Et, de son air câlin :

— Il faut me guérir, monsieur, n’est-ce pas ? Pour que maman soit contente… Je boirai tout ce que vous me donnerez, bien sûr.

Le docteur lui avait repris le pouls, Hélène tenait son autre main ; et, entre eux, elle les regardait l’un après l’autre, avec le léger tremblement nerveux de sa tête, d’un air attentif, comme si elle ne les avait jamais si bien vus. Puis, un malaise l’agita. Ses petites mains se crispèrent et les retinrent :

— Ne vous en allez pas ; j’ai peur… Défendez-moi, empêchez que tous ces gens ne s’approchent… Je ne veux que vous, je ne veux que vous deux, tout près, oh ! tout près, contre moi, ensemble…

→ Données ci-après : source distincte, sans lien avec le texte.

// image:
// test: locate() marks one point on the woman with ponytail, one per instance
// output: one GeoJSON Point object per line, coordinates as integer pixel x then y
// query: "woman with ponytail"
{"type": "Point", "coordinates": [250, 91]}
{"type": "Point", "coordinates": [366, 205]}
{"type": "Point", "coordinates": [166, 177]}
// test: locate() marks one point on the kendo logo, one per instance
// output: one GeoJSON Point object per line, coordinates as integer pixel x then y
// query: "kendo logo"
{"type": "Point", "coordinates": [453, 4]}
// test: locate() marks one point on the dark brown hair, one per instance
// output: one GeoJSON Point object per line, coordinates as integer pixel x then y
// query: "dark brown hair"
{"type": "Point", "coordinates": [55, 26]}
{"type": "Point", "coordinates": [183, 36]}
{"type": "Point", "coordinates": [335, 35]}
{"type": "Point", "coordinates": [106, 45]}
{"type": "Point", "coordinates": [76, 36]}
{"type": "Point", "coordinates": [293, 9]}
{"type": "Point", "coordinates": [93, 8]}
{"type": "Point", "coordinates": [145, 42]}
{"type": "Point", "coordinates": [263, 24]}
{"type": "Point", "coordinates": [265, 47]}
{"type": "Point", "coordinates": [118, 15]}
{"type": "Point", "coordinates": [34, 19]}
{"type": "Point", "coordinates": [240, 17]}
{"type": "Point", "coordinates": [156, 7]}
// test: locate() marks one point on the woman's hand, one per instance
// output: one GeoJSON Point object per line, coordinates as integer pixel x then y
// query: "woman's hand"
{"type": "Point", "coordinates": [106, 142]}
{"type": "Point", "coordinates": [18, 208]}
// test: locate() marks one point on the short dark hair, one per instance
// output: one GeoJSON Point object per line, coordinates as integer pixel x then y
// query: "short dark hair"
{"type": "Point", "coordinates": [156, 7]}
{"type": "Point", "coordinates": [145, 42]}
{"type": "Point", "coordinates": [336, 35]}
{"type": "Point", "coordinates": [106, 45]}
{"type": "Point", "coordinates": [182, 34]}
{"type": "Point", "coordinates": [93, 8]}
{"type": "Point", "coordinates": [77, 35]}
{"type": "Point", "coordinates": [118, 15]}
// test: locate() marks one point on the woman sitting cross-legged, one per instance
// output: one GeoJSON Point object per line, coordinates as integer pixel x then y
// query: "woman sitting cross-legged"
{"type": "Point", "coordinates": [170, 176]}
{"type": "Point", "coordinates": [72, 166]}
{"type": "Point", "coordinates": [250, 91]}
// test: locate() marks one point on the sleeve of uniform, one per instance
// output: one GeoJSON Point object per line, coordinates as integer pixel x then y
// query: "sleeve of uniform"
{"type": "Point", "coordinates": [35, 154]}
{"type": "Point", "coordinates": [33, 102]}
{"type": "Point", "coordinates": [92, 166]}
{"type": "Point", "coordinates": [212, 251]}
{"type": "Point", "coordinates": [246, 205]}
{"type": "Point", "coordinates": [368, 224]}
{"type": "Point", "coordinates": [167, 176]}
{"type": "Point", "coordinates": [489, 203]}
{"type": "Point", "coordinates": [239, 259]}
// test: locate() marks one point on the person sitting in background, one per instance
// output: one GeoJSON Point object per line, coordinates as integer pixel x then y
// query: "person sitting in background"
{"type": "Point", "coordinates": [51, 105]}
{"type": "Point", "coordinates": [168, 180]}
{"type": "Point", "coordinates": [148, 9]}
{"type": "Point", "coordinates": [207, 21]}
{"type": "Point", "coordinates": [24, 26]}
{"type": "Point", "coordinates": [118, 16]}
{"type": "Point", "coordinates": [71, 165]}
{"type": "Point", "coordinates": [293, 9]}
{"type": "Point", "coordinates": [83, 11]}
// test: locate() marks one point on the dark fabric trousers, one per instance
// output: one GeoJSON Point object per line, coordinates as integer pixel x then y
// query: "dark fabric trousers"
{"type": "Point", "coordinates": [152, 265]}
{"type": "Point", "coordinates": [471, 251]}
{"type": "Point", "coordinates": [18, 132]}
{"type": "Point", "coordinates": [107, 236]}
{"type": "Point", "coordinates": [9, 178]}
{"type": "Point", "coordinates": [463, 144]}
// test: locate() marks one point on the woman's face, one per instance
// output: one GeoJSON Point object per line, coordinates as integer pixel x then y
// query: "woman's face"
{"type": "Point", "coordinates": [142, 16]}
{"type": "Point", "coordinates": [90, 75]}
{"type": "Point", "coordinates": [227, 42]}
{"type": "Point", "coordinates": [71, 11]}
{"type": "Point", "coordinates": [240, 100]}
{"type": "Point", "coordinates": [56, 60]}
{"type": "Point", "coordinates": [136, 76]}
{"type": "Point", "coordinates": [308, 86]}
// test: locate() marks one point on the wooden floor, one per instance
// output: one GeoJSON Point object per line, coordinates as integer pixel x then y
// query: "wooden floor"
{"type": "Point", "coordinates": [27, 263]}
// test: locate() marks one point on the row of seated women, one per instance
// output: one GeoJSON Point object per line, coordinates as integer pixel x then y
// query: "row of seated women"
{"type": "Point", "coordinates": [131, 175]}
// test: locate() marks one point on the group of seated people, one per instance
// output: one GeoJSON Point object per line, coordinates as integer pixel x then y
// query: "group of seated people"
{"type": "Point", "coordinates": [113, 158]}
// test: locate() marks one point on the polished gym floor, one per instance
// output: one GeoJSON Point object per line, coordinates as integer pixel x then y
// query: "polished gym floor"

Elle les attirait, les rapprochait d’une façon convulsive, en répétant :

— Ensemble, ensemble…

Le délire reparut ainsi à plusieurs reprises. Dans les moments de calme, Jeanne cédait à des somnolences, qui la laissaient sans souffle, comme morte. Quand elle sortait en sursaut de ces courts sommeils, elle n’entendait plus, elle ne voyait plus, les yeux voilés de fumées blanches. Le docteur veilla une partie de la nuit, qui fut très-mauvaise. Il n’était descendu un instant que pour aller prendre lui-même une potion. Vers le matin, lorsqu’il partit, Hélène l’accompagna anxieusement dans l’antichambre.

— Eh bien ? demanda-t-elle.

— Son état est très-grave, répondit-il ; mais ne doutez pas, je vous en supplie ; comptez sur moi… Je reviendrai ce matin à dix heures.

Hélène, en rentrant dans la chambre, trouva Jeanne sur son séant, cherchant autour d’elle d’un air égaré.